According to OCH Director of Radiology Glynn Stone, MSRT, PACS has not only improved the delivery of imaging services at OCH, but, more importantly, has created efficiencies that enhance the overall clinical experience. "By providing seamless access to information and streamlining workflow across our organization, PACS effectively improves decision-making and speeds the response time for diagnostic results," he said, explaining that the system is totally digital; all images are electronically stored and accessed through a unique configuration developed by the hospital's information technology services (ITS) department. He noted that the hospitals ITS department had worked diligently on the system created by McKesson Horizon Medical Imaging to customize it for a perfect fit within the hospital's infrastructure.
All services rendered through our department utilize the system. And, PACS is integrated with the hospital's overall information system, with the radiologist's report actually attached to each patient's medical images." According to OCH Staff Radiologist Michael Buehler, MD, benefits of PACS are numerous and far reaching. "Installation of this system required a substantial investment of time and money from the hospital, but in my opinion it has been worth it; it's easy to see that PACS has reduced expenses, improved work flow and enhanced patient satisfaction," he said.

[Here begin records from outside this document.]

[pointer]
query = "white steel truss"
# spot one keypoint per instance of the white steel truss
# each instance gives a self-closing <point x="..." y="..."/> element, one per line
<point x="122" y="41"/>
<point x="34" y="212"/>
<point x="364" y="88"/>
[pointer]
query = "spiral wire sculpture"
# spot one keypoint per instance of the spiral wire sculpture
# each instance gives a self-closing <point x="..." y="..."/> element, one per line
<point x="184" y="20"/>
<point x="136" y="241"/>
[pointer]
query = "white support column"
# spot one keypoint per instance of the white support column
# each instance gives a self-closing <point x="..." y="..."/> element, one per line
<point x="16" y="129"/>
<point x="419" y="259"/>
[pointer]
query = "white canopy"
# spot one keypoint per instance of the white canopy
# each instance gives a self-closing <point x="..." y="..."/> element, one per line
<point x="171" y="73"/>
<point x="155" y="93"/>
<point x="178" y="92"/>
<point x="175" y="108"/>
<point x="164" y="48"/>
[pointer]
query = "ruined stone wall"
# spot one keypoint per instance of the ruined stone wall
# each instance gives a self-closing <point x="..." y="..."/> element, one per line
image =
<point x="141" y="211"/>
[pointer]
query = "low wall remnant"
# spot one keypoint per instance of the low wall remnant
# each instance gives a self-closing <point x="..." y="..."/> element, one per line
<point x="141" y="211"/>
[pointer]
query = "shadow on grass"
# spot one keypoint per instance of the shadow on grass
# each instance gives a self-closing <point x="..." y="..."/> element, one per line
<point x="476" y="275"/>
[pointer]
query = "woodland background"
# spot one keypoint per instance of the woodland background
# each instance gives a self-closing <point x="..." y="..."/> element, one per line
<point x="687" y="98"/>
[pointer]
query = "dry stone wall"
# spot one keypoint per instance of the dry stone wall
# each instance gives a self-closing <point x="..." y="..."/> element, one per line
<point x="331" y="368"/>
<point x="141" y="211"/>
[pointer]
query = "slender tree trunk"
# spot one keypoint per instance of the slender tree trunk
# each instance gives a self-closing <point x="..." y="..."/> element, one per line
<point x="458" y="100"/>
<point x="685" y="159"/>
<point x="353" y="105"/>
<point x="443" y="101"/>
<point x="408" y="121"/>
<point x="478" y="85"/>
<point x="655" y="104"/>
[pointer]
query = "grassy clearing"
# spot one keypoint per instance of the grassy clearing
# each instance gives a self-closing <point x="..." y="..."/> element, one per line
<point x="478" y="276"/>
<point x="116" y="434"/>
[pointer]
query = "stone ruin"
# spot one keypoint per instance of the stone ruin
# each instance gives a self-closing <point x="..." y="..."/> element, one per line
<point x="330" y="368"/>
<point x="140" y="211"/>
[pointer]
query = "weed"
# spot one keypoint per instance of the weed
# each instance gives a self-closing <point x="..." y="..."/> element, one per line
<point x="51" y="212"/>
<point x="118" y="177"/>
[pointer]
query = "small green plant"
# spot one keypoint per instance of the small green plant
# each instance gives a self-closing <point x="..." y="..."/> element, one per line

"Access to a patient's images are available at the caregiver's fingertips immediately after the x-ray or scan, and the radiology department no longer has the expense, storage and location issues, or turn-around time associated with film. In addition, PACS helps reduce radiation exposure due to the fact that virtually no repeat testing is required, and it enables numerous physicians to review an image at the same time from different locations. We, as radiologists, have highly specialized diagnostic viewing stations to read, annotate, measure and manipulate images as do some specialty physicians, where medical imaging information is integral to the patient's plan of care."
Stone added that physicians are able to review the images immediately from the convenience of their offices or homes, and they have ready access to prior relative images and reports, which enables them to do comparisons and gain insight helpful in evaluation and diagnosis.
The director said yet another convenience provided by PACS is when patients request copies of their x-rays or scans, they are given to them as electronic files on disk, rather than as films in sleeves, which can be bulky and cumbersome. He stressed that PACS is a secure system, held to the overall privacy standards of the hospital and that patients are assured that their images and medical information are held in the strictest confidence.